IBM's Series 10000 FPGA family has what the company refers to as a "medium-granularity" architecture. Each logic cell offers more functionality than the fine-grained logic cells that Atmel's FPGAs use but less than that in the Xilinx 4000 family of logic cells. The first offering, available now, is the 16,000-gate IBM10016 device with a 56×56 array of 3136 logic cells. The family, which the company plans to release over the next year, will span from 8000 to 42,000 gates.

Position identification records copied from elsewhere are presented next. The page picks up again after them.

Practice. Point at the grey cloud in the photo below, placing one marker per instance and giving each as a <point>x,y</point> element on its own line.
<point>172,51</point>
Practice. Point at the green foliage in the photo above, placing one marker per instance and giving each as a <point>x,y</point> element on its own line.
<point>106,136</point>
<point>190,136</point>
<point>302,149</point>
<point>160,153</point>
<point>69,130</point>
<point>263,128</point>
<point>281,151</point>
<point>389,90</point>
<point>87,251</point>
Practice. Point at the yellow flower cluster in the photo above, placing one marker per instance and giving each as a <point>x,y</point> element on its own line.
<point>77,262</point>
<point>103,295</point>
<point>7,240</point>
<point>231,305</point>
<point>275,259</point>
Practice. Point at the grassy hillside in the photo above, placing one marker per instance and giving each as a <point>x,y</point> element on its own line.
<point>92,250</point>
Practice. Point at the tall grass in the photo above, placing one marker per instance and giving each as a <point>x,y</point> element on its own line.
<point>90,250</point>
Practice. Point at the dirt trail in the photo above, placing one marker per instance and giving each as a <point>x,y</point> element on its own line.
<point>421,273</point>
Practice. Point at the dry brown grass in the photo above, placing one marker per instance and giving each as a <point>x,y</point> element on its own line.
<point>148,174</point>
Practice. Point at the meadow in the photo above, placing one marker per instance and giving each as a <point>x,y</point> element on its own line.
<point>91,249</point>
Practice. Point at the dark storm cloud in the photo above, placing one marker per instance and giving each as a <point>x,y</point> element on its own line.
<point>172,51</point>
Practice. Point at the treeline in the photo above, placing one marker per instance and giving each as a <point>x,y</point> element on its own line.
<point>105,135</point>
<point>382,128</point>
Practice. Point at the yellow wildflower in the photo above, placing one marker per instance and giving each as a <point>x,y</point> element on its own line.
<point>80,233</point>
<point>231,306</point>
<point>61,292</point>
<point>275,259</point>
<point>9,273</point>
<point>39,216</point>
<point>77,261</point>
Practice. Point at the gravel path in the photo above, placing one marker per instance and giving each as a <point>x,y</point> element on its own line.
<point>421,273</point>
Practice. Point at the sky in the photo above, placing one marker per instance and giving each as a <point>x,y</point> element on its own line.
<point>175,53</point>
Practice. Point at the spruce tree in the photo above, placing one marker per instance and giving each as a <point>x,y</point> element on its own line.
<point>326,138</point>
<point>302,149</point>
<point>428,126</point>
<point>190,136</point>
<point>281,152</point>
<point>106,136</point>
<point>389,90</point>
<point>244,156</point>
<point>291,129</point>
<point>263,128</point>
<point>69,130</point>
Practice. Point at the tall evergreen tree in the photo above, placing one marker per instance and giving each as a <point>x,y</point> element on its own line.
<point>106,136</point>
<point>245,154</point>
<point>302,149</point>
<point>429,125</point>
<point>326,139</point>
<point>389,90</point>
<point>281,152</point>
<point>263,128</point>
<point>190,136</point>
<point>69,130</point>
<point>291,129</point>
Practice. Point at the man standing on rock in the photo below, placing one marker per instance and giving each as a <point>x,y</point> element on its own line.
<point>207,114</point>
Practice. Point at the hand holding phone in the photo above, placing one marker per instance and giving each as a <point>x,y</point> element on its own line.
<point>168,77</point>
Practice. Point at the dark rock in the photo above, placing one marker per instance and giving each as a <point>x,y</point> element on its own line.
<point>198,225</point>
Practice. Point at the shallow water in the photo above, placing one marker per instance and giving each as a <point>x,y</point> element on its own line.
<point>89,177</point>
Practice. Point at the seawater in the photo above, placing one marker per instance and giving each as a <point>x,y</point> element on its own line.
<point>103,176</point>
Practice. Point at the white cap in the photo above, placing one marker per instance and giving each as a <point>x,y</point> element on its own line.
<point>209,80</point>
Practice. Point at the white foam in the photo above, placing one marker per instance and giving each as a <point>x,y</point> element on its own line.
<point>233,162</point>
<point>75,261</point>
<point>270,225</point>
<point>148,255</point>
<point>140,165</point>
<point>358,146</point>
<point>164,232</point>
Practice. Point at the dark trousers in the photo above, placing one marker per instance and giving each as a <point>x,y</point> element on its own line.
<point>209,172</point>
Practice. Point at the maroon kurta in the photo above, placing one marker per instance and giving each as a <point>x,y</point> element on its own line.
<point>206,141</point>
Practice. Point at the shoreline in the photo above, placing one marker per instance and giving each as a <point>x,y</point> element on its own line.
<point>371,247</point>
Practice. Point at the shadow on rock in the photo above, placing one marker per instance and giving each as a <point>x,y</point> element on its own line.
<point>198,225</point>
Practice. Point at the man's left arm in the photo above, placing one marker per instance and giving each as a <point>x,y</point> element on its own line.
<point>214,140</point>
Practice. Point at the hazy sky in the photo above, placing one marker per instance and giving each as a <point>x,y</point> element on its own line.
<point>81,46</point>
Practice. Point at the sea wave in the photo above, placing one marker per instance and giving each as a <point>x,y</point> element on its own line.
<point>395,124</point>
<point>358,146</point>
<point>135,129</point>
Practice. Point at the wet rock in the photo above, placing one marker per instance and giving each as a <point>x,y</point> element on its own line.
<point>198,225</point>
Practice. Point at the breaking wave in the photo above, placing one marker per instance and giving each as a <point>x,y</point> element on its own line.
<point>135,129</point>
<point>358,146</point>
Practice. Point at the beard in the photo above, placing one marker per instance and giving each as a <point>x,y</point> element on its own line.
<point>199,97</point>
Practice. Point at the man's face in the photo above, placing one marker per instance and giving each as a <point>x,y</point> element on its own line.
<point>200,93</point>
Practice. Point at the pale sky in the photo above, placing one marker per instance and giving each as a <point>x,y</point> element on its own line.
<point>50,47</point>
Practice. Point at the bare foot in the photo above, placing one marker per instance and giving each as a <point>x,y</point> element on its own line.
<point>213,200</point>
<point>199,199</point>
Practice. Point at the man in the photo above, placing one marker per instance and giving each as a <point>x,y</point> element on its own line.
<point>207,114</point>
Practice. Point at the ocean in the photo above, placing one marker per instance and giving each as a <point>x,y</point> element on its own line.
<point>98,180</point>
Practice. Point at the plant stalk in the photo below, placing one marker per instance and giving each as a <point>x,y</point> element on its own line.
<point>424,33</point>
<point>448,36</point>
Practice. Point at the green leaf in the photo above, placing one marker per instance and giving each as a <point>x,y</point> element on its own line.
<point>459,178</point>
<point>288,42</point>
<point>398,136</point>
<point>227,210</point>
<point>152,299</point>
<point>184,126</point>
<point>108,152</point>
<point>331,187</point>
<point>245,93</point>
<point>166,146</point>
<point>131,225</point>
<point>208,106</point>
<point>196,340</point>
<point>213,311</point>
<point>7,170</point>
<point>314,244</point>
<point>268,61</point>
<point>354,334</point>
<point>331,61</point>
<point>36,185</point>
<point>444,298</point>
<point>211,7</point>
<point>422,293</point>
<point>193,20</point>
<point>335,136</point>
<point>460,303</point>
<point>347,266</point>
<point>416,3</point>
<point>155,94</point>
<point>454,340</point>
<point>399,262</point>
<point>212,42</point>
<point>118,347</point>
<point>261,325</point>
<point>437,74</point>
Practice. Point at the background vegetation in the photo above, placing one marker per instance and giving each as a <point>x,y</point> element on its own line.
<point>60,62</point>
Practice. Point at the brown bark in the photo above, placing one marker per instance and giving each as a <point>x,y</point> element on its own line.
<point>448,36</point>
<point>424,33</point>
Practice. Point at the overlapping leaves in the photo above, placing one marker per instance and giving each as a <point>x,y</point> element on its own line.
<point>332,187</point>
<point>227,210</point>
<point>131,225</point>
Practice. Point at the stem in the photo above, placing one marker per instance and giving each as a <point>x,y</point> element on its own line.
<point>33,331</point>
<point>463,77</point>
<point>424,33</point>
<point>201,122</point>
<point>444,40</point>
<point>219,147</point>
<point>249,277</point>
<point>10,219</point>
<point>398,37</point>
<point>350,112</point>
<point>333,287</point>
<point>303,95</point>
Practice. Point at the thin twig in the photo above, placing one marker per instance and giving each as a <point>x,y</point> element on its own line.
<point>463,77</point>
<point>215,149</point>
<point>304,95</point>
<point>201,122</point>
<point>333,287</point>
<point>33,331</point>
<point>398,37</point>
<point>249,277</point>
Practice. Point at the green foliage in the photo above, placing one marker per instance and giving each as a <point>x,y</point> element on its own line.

The logic cells are arranged in 8×8 blocks. Each logic cell has four inputs and three outputs. The cells use no look-up-table architecture but have a programmable-function core that performs all two- and three-input functions and approximately 80% of all four-input functions.

Other features include six global clock lines, three global reset lines, dedicated boundary scan, and dedicated I/O-routing resources around the periphery of the chip to allow flexible I/O pin assignments. The I/O pins have individually selectable fast or slow slew rates. Output drive is 24 mA.

The device is fully reconfigurable in less than 2 msec and is compatible with designs requiring partial reconfiguration while operating. It operates from 3.3 or 5V power supplies.

Design tools for the FPGA are available for PCs, Sun SPARCstations, and IBM RS/6000 workstations. The design tools are free to qualified customers. The IBM 10016 device costs $157 (1000).